EXPERIMENTAL INVESTIGATION AND MODELING OF DIRECT INTERNAL REFORMING OF BIOGASES IN TUBULAR SOFC

Biogas-fed SOFC systems can be considered as interesting power systems in the framework of distributed generation plants. In particular, bio-methane (CH(4)/CO(2) 60/40 vol.) and bio-hydrogen (H(2)/CO(2) 50/50 vol.), produced from anaerobic digestion of wastes, represent renewable fuels for high efficiency electrochemical generators. This study investigates the behavior of an anode-supported (Ni-YSZ) tubular cell fed by the two fuels. The tubular geometry has been considered since it causes a complete separation of the electrodes reactants, allowing the analysis of the evolution of the fuel gas inside the tube, in terms of composition (consequence of electrochemical and heterogeneous chemical reactions) and temperature field.
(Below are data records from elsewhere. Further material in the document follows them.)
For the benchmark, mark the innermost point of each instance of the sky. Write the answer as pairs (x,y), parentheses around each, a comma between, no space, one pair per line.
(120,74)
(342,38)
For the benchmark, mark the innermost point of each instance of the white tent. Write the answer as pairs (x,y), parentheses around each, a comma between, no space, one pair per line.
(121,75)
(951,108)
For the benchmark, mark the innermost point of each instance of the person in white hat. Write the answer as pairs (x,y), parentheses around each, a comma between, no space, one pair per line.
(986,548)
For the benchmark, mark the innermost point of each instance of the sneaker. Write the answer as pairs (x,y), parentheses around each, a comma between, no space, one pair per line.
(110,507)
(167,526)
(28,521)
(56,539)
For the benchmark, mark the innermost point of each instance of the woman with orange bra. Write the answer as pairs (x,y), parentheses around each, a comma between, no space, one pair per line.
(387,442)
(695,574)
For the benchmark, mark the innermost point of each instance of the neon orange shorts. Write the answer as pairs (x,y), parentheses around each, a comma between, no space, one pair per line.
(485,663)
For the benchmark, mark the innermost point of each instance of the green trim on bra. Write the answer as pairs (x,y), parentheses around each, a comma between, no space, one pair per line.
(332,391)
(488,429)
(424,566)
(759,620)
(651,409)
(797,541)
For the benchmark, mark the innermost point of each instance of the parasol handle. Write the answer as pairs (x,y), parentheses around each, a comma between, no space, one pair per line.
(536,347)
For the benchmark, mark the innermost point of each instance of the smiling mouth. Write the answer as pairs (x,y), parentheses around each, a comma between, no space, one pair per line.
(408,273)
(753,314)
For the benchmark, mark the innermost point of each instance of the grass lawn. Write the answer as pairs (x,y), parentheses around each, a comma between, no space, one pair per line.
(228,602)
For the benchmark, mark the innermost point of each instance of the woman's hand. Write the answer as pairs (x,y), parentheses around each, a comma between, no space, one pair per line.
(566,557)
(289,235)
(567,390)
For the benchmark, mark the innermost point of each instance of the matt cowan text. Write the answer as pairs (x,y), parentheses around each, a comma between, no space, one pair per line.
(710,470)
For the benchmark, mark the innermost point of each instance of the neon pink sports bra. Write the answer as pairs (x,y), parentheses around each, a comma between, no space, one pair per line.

The experiments have been designed in order to analyse the behavior under different load and fuel utilization conditions. In particular, the fuel mixtures have been conditioned to avoid carbon build-up on the anode electrode. The experimental results have been then used to validate a 2D model (taking into account the cell axial symmetry) of the multi-physics phenomena occurring along the tubular cell. The model shows a good accordance with the experimental data, and has therefore been used to analyse the effects linked to the modification of some geometrical parameters of the tube in terms of performance of the cell.